# Notebook 4: Scientific Machine Learning (SciML) - Physics + AI

**Topic:** PhD Thesis - Scientific Computing & Geophysical Inversion  
**Description:** This notebook demonstrates the hybrid "Scientific Machine Learning" approach. We replace the traditional smoothing regularization with a **Restricted Boltzmann Machine (RBM)** trained on geological patterns. This allows the P-bit optimizer to recover sharp, blocky structures that standard methods blur out.

## 1. The Problem with Smoothness

In Notebook 2 and 3, we used Tikhonov regularization ($||Lm||^2$).

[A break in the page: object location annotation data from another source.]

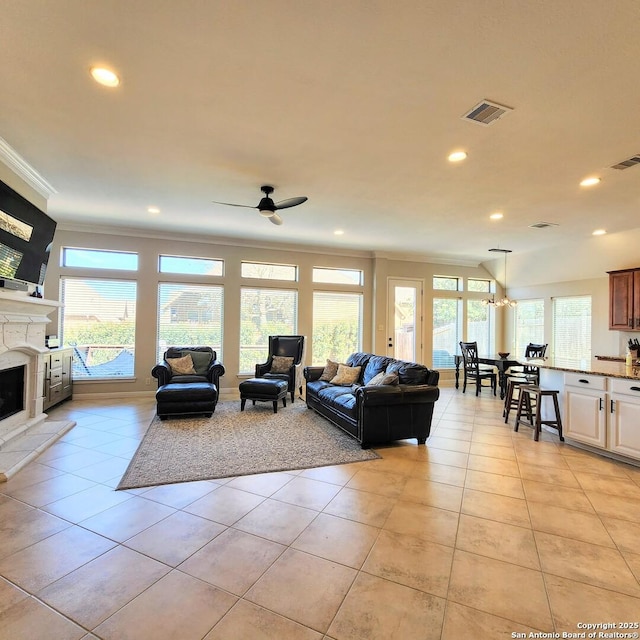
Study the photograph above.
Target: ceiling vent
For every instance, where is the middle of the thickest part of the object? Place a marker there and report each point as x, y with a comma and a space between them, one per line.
542, 225
625, 164
486, 113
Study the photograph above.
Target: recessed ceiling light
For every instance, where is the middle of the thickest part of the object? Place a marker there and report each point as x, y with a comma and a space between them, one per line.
105, 76
457, 156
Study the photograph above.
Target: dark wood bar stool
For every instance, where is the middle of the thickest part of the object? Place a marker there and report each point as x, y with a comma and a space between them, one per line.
530, 405
511, 399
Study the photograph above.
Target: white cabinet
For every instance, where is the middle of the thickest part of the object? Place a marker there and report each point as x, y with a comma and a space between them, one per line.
585, 406
624, 419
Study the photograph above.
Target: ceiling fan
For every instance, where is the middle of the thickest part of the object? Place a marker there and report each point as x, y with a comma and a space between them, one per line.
267, 207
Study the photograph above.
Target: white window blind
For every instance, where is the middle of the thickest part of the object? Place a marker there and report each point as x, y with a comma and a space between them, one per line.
98, 321
528, 325
190, 315
447, 331
337, 326
264, 312
572, 328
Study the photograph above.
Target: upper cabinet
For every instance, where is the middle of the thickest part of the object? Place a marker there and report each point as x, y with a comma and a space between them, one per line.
624, 300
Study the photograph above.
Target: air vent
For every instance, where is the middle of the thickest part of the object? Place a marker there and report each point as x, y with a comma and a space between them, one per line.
486, 113
625, 164
542, 225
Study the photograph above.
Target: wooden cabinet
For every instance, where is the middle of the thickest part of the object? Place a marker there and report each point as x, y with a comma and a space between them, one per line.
624, 300
585, 418
624, 418
58, 377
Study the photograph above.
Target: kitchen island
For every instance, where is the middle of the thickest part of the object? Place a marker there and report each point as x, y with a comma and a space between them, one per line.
599, 402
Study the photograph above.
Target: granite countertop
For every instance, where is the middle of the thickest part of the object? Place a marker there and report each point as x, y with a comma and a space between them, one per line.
612, 369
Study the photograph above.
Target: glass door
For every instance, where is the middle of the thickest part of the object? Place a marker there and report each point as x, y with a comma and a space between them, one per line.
405, 320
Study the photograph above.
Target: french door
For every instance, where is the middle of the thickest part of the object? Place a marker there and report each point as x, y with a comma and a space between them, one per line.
404, 319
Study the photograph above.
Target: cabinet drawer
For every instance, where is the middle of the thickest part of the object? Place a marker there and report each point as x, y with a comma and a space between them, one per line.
55, 360
627, 387
585, 381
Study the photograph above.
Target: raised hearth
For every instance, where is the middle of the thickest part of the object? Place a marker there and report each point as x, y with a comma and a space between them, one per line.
26, 432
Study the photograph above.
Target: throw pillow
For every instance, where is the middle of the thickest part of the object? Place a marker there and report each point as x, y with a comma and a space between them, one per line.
383, 378
346, 376
201, 361
281, 364
330, 371
376, 380
181, 366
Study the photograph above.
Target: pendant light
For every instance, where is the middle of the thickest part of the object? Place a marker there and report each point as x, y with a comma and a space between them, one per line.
504, 302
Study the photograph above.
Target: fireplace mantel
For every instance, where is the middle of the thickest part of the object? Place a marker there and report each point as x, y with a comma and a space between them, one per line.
24, 435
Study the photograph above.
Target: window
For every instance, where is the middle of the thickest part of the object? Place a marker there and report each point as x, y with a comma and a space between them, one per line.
337, 276
269, 271
98, 321
264, 312
190, 314
479, 326
191, 266
484, 286
337, 325
445, 283
572, 328
95, 259
528, 325
447, 331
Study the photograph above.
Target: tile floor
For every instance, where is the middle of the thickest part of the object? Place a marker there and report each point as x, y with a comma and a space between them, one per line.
482, 534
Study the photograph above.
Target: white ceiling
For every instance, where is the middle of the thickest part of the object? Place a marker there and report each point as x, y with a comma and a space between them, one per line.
355, 104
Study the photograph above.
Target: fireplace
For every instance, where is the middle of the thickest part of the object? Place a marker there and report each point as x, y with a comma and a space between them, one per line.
11, 391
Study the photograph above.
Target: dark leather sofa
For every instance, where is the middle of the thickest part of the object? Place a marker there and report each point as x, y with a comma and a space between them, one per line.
377, 414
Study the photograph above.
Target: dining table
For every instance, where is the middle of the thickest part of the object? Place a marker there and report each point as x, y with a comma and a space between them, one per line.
501, 364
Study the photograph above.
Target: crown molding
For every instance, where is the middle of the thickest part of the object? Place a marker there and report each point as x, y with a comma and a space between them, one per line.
24, 170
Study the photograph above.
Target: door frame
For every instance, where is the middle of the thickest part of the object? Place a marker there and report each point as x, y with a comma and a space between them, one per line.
418, 330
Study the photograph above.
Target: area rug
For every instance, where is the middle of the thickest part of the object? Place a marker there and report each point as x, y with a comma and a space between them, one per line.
235, 443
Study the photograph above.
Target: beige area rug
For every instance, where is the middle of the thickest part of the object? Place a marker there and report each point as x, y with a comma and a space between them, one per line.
235, 443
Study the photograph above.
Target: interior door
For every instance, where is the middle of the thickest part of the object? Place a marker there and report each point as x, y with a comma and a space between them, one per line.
404, 320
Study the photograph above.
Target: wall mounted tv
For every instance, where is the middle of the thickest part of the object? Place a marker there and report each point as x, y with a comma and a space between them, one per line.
26, 234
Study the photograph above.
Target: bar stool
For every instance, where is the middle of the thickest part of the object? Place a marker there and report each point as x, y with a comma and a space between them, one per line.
510, 399
530, 401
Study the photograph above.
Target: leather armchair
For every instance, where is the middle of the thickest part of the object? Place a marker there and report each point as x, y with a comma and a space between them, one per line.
287, 346
208, 369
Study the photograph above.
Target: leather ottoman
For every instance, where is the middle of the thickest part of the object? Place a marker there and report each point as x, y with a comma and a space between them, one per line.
186, 398
264, 390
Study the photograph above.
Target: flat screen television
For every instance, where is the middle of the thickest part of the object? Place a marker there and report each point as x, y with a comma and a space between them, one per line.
26, 234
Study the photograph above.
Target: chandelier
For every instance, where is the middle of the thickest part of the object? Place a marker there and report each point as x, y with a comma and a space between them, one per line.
503, 302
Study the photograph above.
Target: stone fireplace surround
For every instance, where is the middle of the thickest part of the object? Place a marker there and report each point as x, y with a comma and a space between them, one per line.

This mathematical trick assumes that the earth changes gradually. However, real geology is often discrete: fault lines, distinct rock layers, and intrusions have sharp boundaries.

Standard inversion methods "smear" these sharp boundaries, resulting in blurry images. To fix this, we need a **Prior** that understands distinct geological shapes.

## 2. Restricted Boltzmann Machines (RBM)

An RBM is a generative stochastic neural network that can learn a probability distribution over its set of inputs. It is an Energy-Based Model defined by a bipartite graph.

### 2.1. The Energy Function

The energy of the joint configuration of visible units ($v$) and hidden units ($h$) is defined as:

$$
E(\mathbf{v}, \mathbf{h}) = -\mathbf{v}^T \mathbf{W} \mathbf{h} - \mathbf{b}_v^T \mathbf{v} - \mathbf{b}_h^T \mathbf{h}
$$

**Where:**
* $\mathbf{v} \in \{0, 1\}^{N_v}$: The **Visible Vector**. In our case, this corresponds to the flattened conductivity model pixels ($m$).
* $\mathbf{h} \in \{0, 1\}^{N_h}$: The **Hidden Vector**. These are latent variables that detect features (e.g., edges, blocks).
* $\mathbf{W} \in \mathbb{R}^{N_v \times N_h}$: The **Weights Matrix**. It encodes the relationship between pixels and features. Trained from data.
* $\mathbf{b}_v$: Bias vector for the visible units.
* $\mathbf{b}_h$: Bias vector for the hidden units.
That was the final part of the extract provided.